[FRIAM] Doxastic logic - Wikipedia

gⅼеɳ ☣ gepropella at gmail.com
Fri Sep 22 12:00:10 EDT 2017


My answer to Roger's question is "both", FWIW.  But my concern seems slightly different from both Marcus' and Nick's answers.  I'm more concerned with the granularity of the updates/iota.  Nick's 70/30-clean/scramble is pretty fscking coarse.  As I said early on, my beliefs/skepticism is *never* that coarse.  Marcus' set of equivalent solutions gets closer to what I care about... a kind of measure of how many options one has at any given *instant* in the action process.  And I also care about the boundary of that set.  Which course corrections can I make that still lead to a satisficing objective (like crashing my bike without brain damage), which lead to failure (brain damage), which lead to optimal outcome (dodging the left-turning old lady completely), etc.
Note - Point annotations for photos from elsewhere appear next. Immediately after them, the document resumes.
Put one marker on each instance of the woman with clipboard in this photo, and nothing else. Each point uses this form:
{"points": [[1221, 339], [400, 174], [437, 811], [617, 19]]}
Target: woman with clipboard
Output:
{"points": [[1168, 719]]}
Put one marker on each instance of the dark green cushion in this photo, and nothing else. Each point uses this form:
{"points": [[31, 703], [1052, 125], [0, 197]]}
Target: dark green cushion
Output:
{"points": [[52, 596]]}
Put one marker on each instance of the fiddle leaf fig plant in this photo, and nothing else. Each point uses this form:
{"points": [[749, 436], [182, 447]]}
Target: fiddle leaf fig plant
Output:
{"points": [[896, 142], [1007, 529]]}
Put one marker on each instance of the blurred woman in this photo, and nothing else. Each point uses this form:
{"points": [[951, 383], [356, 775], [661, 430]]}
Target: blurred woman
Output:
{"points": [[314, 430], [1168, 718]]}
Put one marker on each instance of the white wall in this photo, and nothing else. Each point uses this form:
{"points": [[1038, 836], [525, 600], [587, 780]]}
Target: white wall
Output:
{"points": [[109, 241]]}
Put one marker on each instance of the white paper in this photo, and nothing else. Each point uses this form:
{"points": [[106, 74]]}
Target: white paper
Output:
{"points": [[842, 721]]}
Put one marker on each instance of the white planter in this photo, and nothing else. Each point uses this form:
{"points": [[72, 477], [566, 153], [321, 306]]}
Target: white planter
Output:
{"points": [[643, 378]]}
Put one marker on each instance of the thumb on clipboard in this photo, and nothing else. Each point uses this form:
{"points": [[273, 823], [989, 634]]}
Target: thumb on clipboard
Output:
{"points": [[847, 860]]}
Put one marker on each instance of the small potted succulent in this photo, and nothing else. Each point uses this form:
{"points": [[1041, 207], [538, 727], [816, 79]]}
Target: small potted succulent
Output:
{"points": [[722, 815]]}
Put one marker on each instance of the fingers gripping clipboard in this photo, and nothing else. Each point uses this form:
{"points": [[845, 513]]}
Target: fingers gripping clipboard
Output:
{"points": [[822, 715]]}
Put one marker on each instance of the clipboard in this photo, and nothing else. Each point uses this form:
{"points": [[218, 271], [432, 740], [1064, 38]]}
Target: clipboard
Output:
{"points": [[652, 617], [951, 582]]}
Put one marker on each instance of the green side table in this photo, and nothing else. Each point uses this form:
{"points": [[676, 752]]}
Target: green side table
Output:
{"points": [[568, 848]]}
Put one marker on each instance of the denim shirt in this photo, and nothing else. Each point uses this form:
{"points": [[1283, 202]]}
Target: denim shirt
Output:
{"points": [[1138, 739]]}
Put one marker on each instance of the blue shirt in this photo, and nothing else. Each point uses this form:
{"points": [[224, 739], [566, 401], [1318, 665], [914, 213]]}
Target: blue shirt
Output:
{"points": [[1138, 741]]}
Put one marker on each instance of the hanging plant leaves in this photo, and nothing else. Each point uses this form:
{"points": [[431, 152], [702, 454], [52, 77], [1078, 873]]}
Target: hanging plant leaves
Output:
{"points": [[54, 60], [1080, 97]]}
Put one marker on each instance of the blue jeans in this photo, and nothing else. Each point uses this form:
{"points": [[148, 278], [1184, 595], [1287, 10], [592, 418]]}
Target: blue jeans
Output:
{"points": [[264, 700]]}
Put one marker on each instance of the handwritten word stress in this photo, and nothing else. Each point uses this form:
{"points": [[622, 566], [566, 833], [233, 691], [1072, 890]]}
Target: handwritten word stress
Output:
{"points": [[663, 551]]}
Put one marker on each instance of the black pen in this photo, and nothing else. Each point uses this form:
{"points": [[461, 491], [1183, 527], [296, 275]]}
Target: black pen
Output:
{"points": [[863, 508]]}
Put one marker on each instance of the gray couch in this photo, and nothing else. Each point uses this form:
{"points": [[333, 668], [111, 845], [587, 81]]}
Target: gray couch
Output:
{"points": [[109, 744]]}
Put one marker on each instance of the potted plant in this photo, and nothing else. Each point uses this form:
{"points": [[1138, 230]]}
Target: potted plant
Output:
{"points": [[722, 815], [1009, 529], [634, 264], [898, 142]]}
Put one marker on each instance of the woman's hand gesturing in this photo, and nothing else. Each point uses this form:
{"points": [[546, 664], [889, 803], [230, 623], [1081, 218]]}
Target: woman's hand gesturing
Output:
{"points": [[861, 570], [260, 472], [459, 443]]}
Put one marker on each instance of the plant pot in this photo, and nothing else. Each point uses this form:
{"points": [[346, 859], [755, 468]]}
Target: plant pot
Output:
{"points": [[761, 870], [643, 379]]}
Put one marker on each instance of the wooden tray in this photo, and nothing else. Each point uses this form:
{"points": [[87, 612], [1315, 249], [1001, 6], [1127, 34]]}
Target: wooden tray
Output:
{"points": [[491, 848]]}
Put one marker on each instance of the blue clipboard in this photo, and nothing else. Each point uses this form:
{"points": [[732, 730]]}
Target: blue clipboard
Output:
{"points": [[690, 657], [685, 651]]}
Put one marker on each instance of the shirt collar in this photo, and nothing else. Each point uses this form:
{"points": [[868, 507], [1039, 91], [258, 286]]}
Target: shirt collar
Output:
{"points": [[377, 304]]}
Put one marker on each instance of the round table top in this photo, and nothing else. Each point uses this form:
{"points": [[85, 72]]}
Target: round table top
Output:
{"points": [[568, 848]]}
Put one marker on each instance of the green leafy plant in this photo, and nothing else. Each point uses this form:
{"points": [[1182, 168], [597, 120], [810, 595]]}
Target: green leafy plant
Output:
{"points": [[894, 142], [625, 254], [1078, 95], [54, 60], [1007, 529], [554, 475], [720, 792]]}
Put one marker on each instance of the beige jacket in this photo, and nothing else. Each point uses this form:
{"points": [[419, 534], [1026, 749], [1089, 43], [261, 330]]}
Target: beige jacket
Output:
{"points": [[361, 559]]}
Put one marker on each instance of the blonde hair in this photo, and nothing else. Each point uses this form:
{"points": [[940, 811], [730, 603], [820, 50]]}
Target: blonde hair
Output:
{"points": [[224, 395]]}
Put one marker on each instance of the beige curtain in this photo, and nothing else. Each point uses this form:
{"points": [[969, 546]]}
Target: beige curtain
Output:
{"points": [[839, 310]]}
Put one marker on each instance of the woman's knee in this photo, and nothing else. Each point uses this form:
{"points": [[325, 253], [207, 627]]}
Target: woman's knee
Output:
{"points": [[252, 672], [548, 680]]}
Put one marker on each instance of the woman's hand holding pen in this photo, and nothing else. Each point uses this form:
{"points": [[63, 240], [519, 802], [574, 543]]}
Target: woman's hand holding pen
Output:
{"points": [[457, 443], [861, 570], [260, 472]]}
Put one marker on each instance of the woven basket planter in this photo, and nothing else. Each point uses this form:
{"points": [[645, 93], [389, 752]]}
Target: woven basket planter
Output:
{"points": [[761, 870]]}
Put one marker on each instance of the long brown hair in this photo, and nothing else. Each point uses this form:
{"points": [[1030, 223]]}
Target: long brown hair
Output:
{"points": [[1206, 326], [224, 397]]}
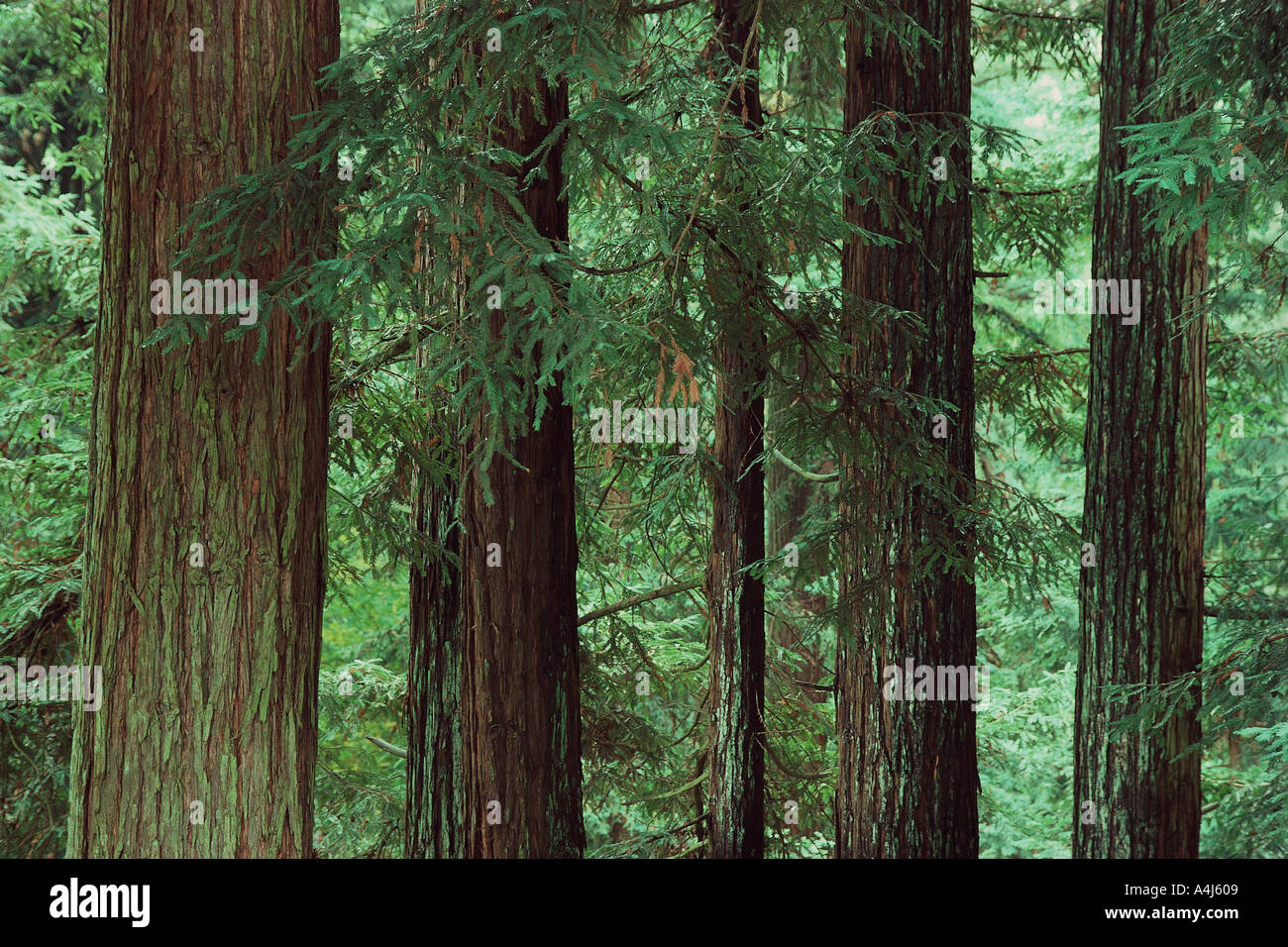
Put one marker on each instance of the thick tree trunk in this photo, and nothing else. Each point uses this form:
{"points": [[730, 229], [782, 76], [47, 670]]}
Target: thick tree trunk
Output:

I maintain that some of this complicated problem solving is conscious and some is subconscious (muscle memory as well as the lizard brain).  And I tend to believe that the spectrum between the two is fine-grained.  I.e. there is no disjoint, binary, distinction between "things I do with full belief" versus "things I (don't) do with full skepticism."


On 09/22/2017 08:26 AM, Nick Thompson wrote:
> So I leap across the chasm believing that I have a 70 percent chance of making the jump but knowing that I have a 30 percent chance of not making it.  I think James would argue that to the extent that one paid attention to the 30 percent, it is actually increased.  I.E., if you jump ambivalently, you are less likely to make the jump.  And that would be because an ambivalent jump is functionally different from a confident one.  For instance, to the extent that you prepare yourself to grab at the cliff as you miss,  you ill-prepare yourself to make the jump cleanly.  


On 09/22/2017 08:31 AM, Marcus Daniels wrote:
> Underlying such a network is some generating process, and the belief is about that ongoing process, as tabulated by joint and conditional probabilities.  Some of the imagined degrees of freedom may not be relevant in an applied setting (e.g. pilot waves or a multiverse)  and are acceptable reasons for having probabilities, but others can and should be explained by hidden or external variables.   The more these variables are made explicit, the more precise and falsifiable the predictions can be.   Ideally, one would have a network of logical predicates that deterministically lead to one or a degenerate set of equivalent solutions.